House colours: Campion , Fisher , Line , More , Owen , Ward

Originally, each house had a "Head of House" teacher and a deputy. In 1974, houses were paired together with one "Head of House" for each pair and two deputies. The pairings were Campion & Ward, Fisher & Line and More & Owen. The "Head of House" role was later superseded by the "Head of Year".

Additionally, there are two houses that do not bear the name of Catholic Saints nor colours: All-Saints and Southwell. These houses were introduced after 2013, primarily for administrative purposes, to allow for the expansion of the sixth form and are only used in the sixth form.

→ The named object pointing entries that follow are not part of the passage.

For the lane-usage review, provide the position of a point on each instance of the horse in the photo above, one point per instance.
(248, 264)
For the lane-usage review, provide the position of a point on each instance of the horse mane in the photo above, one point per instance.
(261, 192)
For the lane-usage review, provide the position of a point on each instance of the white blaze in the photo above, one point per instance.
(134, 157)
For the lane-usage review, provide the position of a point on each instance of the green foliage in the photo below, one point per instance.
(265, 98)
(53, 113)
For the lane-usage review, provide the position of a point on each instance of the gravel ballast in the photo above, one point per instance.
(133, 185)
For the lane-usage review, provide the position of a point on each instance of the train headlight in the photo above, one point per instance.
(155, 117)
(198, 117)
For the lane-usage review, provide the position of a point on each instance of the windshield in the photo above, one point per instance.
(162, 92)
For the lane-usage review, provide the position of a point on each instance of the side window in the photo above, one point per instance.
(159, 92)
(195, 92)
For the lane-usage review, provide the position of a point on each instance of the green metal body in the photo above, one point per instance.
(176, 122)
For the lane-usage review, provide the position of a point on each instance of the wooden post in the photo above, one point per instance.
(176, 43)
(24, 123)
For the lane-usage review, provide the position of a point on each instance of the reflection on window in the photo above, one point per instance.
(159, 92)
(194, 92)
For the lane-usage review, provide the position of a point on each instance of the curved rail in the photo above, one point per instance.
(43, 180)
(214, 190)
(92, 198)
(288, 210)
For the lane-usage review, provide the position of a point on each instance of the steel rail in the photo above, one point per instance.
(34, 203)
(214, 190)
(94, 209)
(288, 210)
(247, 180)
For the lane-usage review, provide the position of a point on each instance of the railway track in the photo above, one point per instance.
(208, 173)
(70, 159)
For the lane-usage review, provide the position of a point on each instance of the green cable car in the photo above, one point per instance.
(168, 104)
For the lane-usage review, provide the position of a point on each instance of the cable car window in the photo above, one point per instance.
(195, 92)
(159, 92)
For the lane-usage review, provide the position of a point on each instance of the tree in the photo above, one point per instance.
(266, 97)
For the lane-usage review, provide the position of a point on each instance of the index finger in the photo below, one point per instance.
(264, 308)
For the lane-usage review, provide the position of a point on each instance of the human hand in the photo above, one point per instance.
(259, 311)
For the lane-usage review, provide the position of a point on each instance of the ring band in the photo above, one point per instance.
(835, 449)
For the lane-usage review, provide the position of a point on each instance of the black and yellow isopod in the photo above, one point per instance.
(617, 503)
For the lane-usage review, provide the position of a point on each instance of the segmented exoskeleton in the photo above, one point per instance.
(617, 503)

In addition to school houses, for many years the form years were named. First year students were classified as "Discovery" Year students in recognition of their new status in the school. Second year was named "Exploration"; the third year was "Understanding"; the fourth year was "Preparation" – as they prepared for their examination years; and the fifth year was "Appreciation" – a somewhat arrogant statement that the students were appreciating all the school had done for them. The sixth form was named Lower and Upper Sixth years. The naming convention was abandoned in 2002.

==Notable former pupils==
- Steve Ellis (b. 1950) - songwriter and singer
- Dominic Letts (b. 1957) - actor (notably The Woman in Black)
- Sir Mark Caulfield (b. 1960) - professor of Clinical Pharmacology, knighted in 2019
- John Kennedy O'Connor (b. 1964) - author and broadcaster (notably Eurovision Song Contest)
- Charlotte Lewis (b. 1967) - actress (television and film)
- Tina Hobley (b. 1971) - actress (television, notably Holby City)
- Michael Obiora (b. 1986) - actor (television, notably Hotel Babylon)
- Dappy (b. 1987) - songwriter, rapper/singer
- Kaya Scodelario (b. 1992) - actress
- Crispin Letts, actor (notably Coronation Street, Skyfall)
- Breffni McKenna, actor (notably Crossroads King's Oak, The Crying Game)
- Headie One (b. 1994) drill rapper - [attended 2006-2011]

Niamh Parker-Arnull, headmistress of nearby Finchley Catholic High School until 2026, was a former pupil. Actor Anthony Smee was briefly a P.E. teacher at the school in 1979. Rugby coach Geoff Richards was one of the P.E. teaching staff in the 1970's.